Ghost in the Shell: Stand Alone Complex 2nd GIG
2004 · 26 eps · Score: 8.52
Ghost in the Shell: Stand Alone Complex 2nd GIG (8.52) is cyberpunk mecha that uses the Section 9's Tachikoma fleet and human-piloted Fuchikoma units as the mechanical backdrop for a story about refugee rights, political manipulation, and what it means to have a ghost in a machine. The Individual Eleven arc is one of the densest political thrillers the genre has produced.
- 9

Ghost in the Shell: Stand Alone Complex
2002 · 26 eps · Score: 8.43
Ghost in the Shell: Stand Alone Complex (8.43) established the political and philosophical framework that the second season deepened. The Laughing Man case is a hacker story that holds up as genre craft, and Major Kusanagi's identity questions give the procedural episodes emotional grounding.

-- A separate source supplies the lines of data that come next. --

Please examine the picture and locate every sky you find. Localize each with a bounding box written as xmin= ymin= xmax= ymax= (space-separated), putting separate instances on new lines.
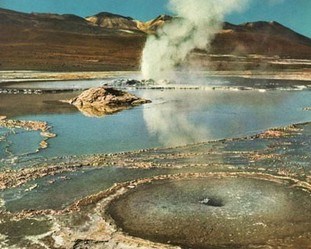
xmin=0 ymin=0 xmax=311 ymax=37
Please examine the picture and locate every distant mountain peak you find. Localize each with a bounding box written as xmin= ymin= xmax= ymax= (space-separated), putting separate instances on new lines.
xmin=86 ymin=12 xmax=133 ymax=20
xmin=85 ymin=12 xmax=139 ymax=31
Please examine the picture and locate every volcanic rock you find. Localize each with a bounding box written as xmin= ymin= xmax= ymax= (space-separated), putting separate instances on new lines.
xmin=66 ymin=87 xmax=151 ymax=117
xmin=86 ymin=12 xmax=139 ymax=31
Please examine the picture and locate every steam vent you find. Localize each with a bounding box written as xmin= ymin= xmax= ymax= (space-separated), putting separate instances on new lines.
xmin=108 ymin=175 xmax=311 ymax=248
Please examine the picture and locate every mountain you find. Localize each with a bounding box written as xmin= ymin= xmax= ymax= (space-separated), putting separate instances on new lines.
xmin=211 ymin=21 xmax=311 ymax=59
xmin=0 ymin=8 xmax=311 ymax=71
xmin=138 ymin=15 xmax=173 ymax=34
xmin=86 ymin=12 xmax=140 ymax=31
xmin=0 ymin=9 xmax=146 ymax=71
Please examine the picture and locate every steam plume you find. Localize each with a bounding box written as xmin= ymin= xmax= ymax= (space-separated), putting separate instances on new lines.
xmin=141 ymin=0 xmax=248 ymax=80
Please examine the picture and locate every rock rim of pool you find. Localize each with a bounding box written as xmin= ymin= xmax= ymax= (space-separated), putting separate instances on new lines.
xmin=62 ymin=86 xmax=151 ymax=117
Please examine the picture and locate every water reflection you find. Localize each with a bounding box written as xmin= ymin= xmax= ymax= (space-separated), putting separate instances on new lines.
xmin=143 ymin=90 xmax=310 ymax=146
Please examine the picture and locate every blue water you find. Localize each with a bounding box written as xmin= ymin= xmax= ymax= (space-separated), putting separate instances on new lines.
xmin=0 ymin=81 xmax=311 ymax=164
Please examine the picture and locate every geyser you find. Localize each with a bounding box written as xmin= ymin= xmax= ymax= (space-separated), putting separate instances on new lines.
xmin=141 ymin=0 xmax=248 ymax=80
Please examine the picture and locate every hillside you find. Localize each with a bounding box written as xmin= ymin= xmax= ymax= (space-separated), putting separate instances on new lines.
xmin=0 ymin=9 xmax=311 ymax=71
xmin=0 ymin=9 xmax=146 ymax=71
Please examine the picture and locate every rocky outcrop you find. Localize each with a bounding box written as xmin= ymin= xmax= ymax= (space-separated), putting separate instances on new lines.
xmin=65 ymin=87 xmax=151 ymax=117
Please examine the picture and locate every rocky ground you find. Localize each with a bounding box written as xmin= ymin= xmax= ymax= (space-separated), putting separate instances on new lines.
xmin=62 ymin=87 xmax=151 ymax=117
xmin=0 ymin=123 xmax=311 ymax=249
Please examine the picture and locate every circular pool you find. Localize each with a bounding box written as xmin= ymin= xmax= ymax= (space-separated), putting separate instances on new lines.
xmin=107 ymin=176 xmax=311 ymax=248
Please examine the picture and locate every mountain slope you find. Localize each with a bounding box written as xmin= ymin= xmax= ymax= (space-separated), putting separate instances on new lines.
xmin=0 ymin=9 xmax=145 ymax=71
xmin=0 ymin=9 xmax=311 ymax=71
xmin=86 ymin=12 xmax=143 ymax=31
xmin=211 ymin=21 xmax=311 ymax=59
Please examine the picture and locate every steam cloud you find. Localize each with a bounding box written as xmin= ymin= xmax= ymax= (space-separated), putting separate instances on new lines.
xmin=141 ymin=0 xmax=248 ymax=80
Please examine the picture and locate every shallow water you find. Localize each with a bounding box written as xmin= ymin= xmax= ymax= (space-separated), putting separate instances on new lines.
xmin=108 ymin=177 xmax=311 ymax=248
xmin=0 ymin=81 xmax=311 ymax=166
xmin=0 ymin=79 xmax=311 ymax=248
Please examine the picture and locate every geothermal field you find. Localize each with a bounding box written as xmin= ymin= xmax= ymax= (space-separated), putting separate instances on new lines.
xmin=0 ymin=0 xmax=311 ymax=249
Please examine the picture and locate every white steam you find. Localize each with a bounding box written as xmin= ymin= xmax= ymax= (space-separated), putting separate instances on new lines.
xmin=141 ymin=0 xmax=248 ymax=80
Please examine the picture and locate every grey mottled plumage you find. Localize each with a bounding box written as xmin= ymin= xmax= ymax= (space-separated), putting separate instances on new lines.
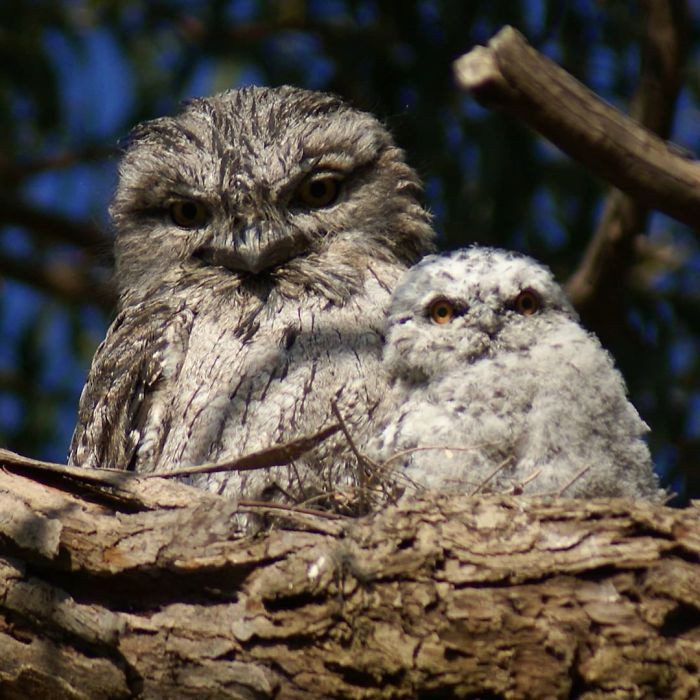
xmin=370 ymin=247 xmax=660 ymax=498
xmin=70 ymin=87 xmax=432 ymax=508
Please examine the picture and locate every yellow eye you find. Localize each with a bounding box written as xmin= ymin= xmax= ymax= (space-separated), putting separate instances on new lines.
xmin=170 ymin=199 xmax=209 ymax=228
xmin=428 ymin=299 xmax=455 ymax=325
xmin=514 ymin=289 xmax=542 ymax=316
xmin=296 ymin=173 xmax=340 ymax=209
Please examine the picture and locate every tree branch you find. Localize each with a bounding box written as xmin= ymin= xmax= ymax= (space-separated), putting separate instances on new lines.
xmin=455 ymin=26 xmax=700 ymax=228
xmin=0 ymin=463 xmax=700 ymax=698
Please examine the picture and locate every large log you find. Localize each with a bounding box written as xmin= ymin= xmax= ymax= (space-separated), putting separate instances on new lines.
xmin=0 ymin=455 xmax=700 ymax=698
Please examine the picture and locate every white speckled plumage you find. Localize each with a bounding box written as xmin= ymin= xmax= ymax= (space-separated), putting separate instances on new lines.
xmin=70 ymin=87 xmax=433 ymax=505
xmin=369 ymin=247 xmax=661 ymax=499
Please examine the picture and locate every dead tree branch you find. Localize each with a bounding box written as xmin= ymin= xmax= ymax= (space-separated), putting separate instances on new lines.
xmin=455 ymin=25 xmax=700 ymax=228
xmin=567 ymin=0 xmax=689 ymax=338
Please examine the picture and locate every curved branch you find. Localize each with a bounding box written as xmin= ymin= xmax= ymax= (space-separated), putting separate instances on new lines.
xmin=566 ymin=0 xmax=688 ymax=338
xmin=455 ymin=23 xmax=700 ymax=228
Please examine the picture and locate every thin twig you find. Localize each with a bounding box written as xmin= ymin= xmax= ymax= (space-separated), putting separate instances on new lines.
xmin=469 ymin=456 xmax=513 ymax=496
xmin=238 ymin=500 xmax=347 ymax=520
xmin=143 ymin=424 xmax=340 ymax=479
xmin=556 ymin=464 xmax=591 ymax=498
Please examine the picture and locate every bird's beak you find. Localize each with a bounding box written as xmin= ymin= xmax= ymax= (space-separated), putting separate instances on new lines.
xmin=196 ymin=221 xmax=307 ymax=274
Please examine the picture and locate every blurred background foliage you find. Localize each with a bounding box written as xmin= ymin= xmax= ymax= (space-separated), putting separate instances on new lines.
xmin=0 ymin=0 xmax=700 ymax=497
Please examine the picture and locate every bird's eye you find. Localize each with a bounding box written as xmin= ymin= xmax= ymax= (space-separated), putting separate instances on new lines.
xmin=169 ymin=199 xmax=209 ymax=228
xmin=296 ymin=173 xmax=340 ymax=209
xmin=428 ymin=299 xmax=455 ymax=325
xmin=513 ymin=289 xmax=542 ymax=316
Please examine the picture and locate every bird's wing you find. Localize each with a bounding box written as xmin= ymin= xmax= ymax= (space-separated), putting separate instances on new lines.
xmin=69 ymin=301 xmax=192 ymax=469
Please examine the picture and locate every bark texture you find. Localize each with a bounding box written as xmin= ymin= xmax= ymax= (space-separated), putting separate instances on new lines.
xmin=0 ymin=455 xmax=700 ymax=698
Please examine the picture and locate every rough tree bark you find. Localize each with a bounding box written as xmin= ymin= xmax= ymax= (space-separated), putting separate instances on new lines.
xmin=0 ymin=455 xmax=700 ymax=698
xmin=0 ymin=23 xmax=700 ymax=699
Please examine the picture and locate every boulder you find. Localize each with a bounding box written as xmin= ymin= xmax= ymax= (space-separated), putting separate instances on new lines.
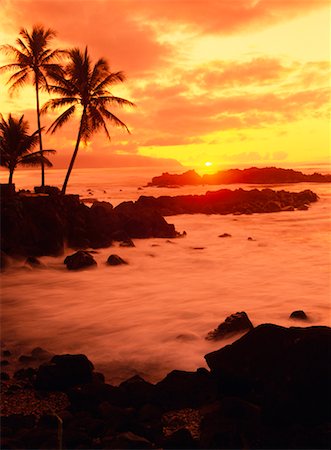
xmin=289 ymin=310 xmax=308 ymax=320
xmin=205 ymin=324 xmax=331 ymax=425
xmin=154 ymin=369 xmax=216 ymax=410
xmin=120 ymin=238 xmax=135 ymax=247
xmin=206 ymin=311 xmax=254 ymax=341
xmin=64 ymin=250 xmax=97 ymax=270
xmin=107 ymin=255 xmax=128 ymax=266
xmin=35 ymin=354 xmax=94 ymax=391
xmin=218 ymin=233 xmax=232 ymax=237
xmin=25 ymin=256 xmax=43 ymax=267
xmin=119 ymin=375 xmax=155 ymax=407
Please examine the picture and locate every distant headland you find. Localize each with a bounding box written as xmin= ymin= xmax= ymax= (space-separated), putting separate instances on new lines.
xmin=147 ymin=167 xmax=331 ymax=187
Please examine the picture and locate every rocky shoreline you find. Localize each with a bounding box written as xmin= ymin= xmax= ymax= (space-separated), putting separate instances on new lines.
xmin=147 ymin=167 xmax=331 ymax=187
xmin=1 ymin=185 xmax=318 ymax=267
xmin=1 ymin=322 xmax=331 ymax=449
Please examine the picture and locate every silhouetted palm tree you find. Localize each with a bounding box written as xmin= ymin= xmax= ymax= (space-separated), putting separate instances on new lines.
xmin=0 ymin=25 xmax=64 ymax=186
xmin=0 ymin=114 xmax=55 ymax=184
xmin=42 ymin=47 xmax=134 ymax=194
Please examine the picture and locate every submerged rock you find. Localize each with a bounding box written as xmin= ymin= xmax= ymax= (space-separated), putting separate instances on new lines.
xmin=120 ymin=238 xmax=135 ymax=247
xmin=289 ymin=310 xmax=308 ymax=320
xmin=64 ymin=250 xmax=97 ymax=270
xmin=35 ymin=355 xmax=94 ymax=391
xmin=107 ymin=255 xmax=128 ymax=266
xmin=218 ymin=233 xmax=232 ymax=237
xmin=205 ymin=324 xmax=331 ymax=426
xmin=206 ymin=311 xmax=254 ymax=341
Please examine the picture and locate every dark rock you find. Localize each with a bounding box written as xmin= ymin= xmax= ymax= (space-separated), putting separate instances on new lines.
xmin=105 ymin=431 xmax=154 ymax=449
xmin=34 ymin=186 xmax=61 ymax=195
xmin=1 ymin=192 xmax=176 ymax=258
xmin=289 ymin=310 xmax=308 ymax=320
xmin=25 ymin=256 xmax=43 ymax=267
xmin=205 ymin=324 xmax=331 ymax=426
xmin=35 ymin=355 xmax=93 ymax=391
xmin=200 ymin=397 xmax=261 ymax=449
xmin=18 ymin=355 xmax=36 ymax=364
xmin=154 ymin=369 xmax=216 ymax=410
xmin=119 ymin=375 xmax=155 ymax=407
xmin=14 ymin=367 xmax=37 ymax=381
xmin=120 ymin=239 xmax=135 ymax=247
xmin=31 ymin=347 xmax=54 ymax=361
xmin=136 ymin=189 xmax=318 ymax=216
xmin=64 ymin=250 xmax=97 ymax=270
xmin=1 ymin=414 xmax=36 ymax=430
xmin=206 ymin=311 xmax=253 ymax=341
xmin=0 ymin=250 xmax=10 ymax=272
xmin=147 ymin=167 xmax=331 ymax=187
xmin=67 ymin=376 xmax=130 ymax=412
xmin=98 ymin=401 xmax=133 ymax=432
xmin=112 ymin=230 xmax=130 ymax=241
xmin=107 ymin=255 xmax=128 ymax=266
xmin=162 ymin=428 xmax=196 ymax=449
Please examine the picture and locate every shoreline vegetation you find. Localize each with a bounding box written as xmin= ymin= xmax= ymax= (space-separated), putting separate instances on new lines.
xmin=1 ymin=322 xmax=331 ymax=449
xmin=147 ymin=167 xmax=331 ymax=187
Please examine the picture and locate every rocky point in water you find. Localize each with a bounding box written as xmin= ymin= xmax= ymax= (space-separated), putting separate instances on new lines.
xmin=1 ymin=188 xmax=178 ymax=258
xmin=147 ymin=167 xmax=331 ymax=187
xmin=136 ymin=189 xmax=318 ymax=216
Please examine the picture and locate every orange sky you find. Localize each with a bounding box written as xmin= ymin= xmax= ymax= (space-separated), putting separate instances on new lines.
xmin=0 ymin=0 xmax=330 ymax=171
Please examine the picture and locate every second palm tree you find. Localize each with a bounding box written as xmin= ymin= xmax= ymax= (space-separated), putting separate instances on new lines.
xmin=42 ymin=47 xmax=134 ymax=194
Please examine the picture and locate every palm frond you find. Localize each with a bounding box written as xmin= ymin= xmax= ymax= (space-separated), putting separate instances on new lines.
xmin=95 ymin=95 xmax=136 ymax=108
xmin=9 ymin=71 xmax=29 ymax=92
xmin=47 ymin=105 xmax=76 ymax=134
xmin=40 ymin=97 xmax=78 ymax=114
xmin=100 ymin=106 xmax=130 ymax=134
xmin=17 ymin=154 xmax=53 ymax=167
xmin=94 ymin=72 xmax=126 ymax=92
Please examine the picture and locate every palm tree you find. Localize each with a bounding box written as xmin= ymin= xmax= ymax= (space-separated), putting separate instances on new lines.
xmin=0 ymin=114 xmax=55 ymax=184
xmin=0 ymin=25 xmax=64 ymax=186
xmin=42 ymin=47 xmax=134 ymax=194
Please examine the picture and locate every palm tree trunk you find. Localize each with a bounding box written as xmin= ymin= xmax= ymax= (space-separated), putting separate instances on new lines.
xmin=35 ymin=74 xmax=45 ymax=187
xmin=8 ymin=169 xmax=14 ymax=184
xmin=61 ymin=108 xmax=85 ymax=195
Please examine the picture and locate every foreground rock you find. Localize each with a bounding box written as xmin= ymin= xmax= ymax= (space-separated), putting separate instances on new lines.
xmin=1 ymin=324 xmax=331 ymax=449
xmin=64 ymin=250 xmax=97 ymax=270
xmin=0 ymin=193 xmax=177 ymax=258
xmin=35 ymin=355 xmax=94 ymax=391
xmin=148 ymin=167 xmax=331 ymax=187
xmin=206 ymin=311 xmax=254 ymax=341
xmin=136 ymin=189 xmax=318 ymax=216
xmin=107 ymin=255 xmax=128 ymax=266
xmin=205 ymin=324 xmax=331 ymax=425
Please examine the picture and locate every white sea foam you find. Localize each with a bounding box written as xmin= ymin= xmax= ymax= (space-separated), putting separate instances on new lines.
xmin=1 ymin=169 xmax=331 ymax=382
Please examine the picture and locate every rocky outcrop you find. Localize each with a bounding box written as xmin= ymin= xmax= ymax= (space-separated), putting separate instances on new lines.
xmin=0 ymin=193 xmax=177 ymax=257
xmin=289 ymin=309 xmax=308 ymax=320
xmin=64 ymin=250 xmax=97 ymax=270
xmin=147 ymin=167 xmax=331 ymax=187
xmin=136 ymin=189 xmax=318 ymax=216
xmin=35 ymin=355 xmax=94 ymax=391
xmin=206 ymin=311 xmax=254 ymax=341
xmin=107 ymin=255 xmax=127 ymax=266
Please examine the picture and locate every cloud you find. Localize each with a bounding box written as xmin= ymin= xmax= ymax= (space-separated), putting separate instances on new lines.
xmin=132 ymin=0 xmax=329 ymax=35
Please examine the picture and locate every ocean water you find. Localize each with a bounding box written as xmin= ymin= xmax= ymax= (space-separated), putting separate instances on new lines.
xmin=1 ymin=168 xmax=331 ymax=384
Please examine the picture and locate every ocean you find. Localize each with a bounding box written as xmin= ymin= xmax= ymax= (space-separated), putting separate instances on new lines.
xmin=1 ymin=167 xmax=331 ymax=384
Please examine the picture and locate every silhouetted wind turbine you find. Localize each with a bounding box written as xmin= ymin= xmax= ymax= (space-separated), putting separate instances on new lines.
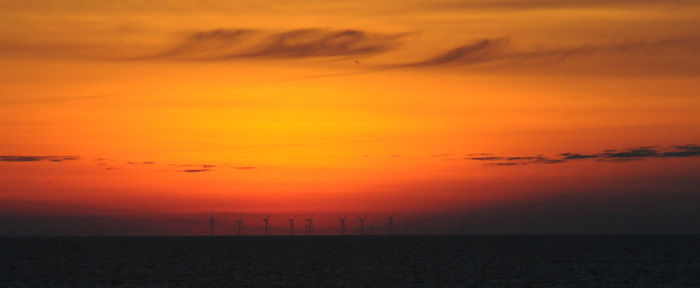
xmin=338 ymin=216 xmax=345 ymax=235
xmin=263 ymin=215 xmax=270 ymax=236
xmin=236 ymin=216 xmax=243 ymax=236
xmin=209 ymin=212 xmax=216 ymax=236
xmin=357 ymin=215 xmax=367 ymax=235
xmin=386 ymin=212 xmax=396 ymax=235
xmin=306 ymin=212 xmax=316 ymax=236
xmin=289 ymin=215 xmax=297 ymax=236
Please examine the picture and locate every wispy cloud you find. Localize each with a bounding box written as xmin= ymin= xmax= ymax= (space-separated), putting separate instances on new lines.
xmin=0 ymin=93 xmax=119 ymax=105
xmin=148 ymin=28 xmax=409 ymax=60
xmin=0 ymin=155 xmax=80 ymax=162
xmin=462 ymin=144 xmax=700 ymax=166
xmin=425 ymin=0 xmax=697 ymax=11
xmin=400 ymin=37 xmax=700 ymax=68
xmin=181 ymin=169 xmax=211 ymax=173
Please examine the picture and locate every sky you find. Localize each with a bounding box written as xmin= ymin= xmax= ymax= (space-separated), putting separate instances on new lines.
xmin=0 ymin=0 xmax=700 ymax=236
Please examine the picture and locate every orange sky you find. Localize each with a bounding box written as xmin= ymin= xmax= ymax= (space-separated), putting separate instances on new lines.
xmin=0 ymin=0 xmax=700 ymax=234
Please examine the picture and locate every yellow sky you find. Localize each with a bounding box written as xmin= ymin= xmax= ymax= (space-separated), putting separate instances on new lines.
xmin=0 ymin=1 xmax=700 ymax=225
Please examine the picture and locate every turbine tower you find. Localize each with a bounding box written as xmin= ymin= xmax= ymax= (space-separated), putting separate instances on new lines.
xmin=386 ymin=213 xmax=396 ymax=235
xmin=236 ymin=216 xmax=243 ymax=236
xmin=357 ymin=215 xmax=367 ymax=235
xmin=289 ymin=215 xmax=297 ymax=236
xmin=306 ymin=212 xmax=316 ymax=236
xmin=209 ymin=212 xmax=216 ymax=236
xmin=263 ymin=215 xmax=270 ymax=236
xmin=338 ymin=216 xmax=345 ymax=235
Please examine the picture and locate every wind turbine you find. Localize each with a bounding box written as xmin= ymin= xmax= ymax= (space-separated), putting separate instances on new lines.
xmin=338 ymin=216 xmax=345 ymax=235
xmin=263 ymin=214 xmax=270 ymax=236
xmin=306 ymin=212 xmax=316 ymax=236
xmin=236 ymin=216 xmax=243 ymax=236
xmin=209 ymin=212 xmax=216 ymax=236
xmin=386 ymin=212 xmax=396 ymax=235
xmin=289 ymin=215 xmax=297 ymax=236
xmin=357 ymin=215 xmax=367 ymax=235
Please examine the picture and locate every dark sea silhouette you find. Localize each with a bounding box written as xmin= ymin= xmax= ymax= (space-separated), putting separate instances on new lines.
xmin=0 ymin=235 xmax=700 ymax=287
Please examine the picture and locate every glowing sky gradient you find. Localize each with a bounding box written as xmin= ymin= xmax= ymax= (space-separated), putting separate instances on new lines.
xmin=0 ymin=0 xmax=700 ymax=235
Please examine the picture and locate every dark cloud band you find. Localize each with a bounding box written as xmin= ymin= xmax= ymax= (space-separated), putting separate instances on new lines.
xmin=463 ymin=144 xmax=700 ymax=166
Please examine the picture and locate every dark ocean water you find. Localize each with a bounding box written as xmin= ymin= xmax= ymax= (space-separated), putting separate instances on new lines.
xmin=0 ymin=235 xmax=700 ymax=287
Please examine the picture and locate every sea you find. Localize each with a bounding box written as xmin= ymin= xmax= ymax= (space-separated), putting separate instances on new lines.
xmin=0 ymin=235 xmax=700 ymax=287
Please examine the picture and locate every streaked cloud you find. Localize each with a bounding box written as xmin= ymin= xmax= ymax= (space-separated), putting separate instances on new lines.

It's the foundation of a franchise that changed what mecha anime could be about.
- 10

Neon Genesis Evangelion
1995 · 26 eps · Score: 8.37
Neon Genesis Evangelion (8.37) is where Hideaki Anno used the genre's conventions to make something that functions as psychological autobiography — the Angels are anxiety given form, and the EVA units are the only thing standing between a boy who can't function and a world that needs him to. The TV ending is famously polarizing, but the show's influence on every mecha anime that followed is total.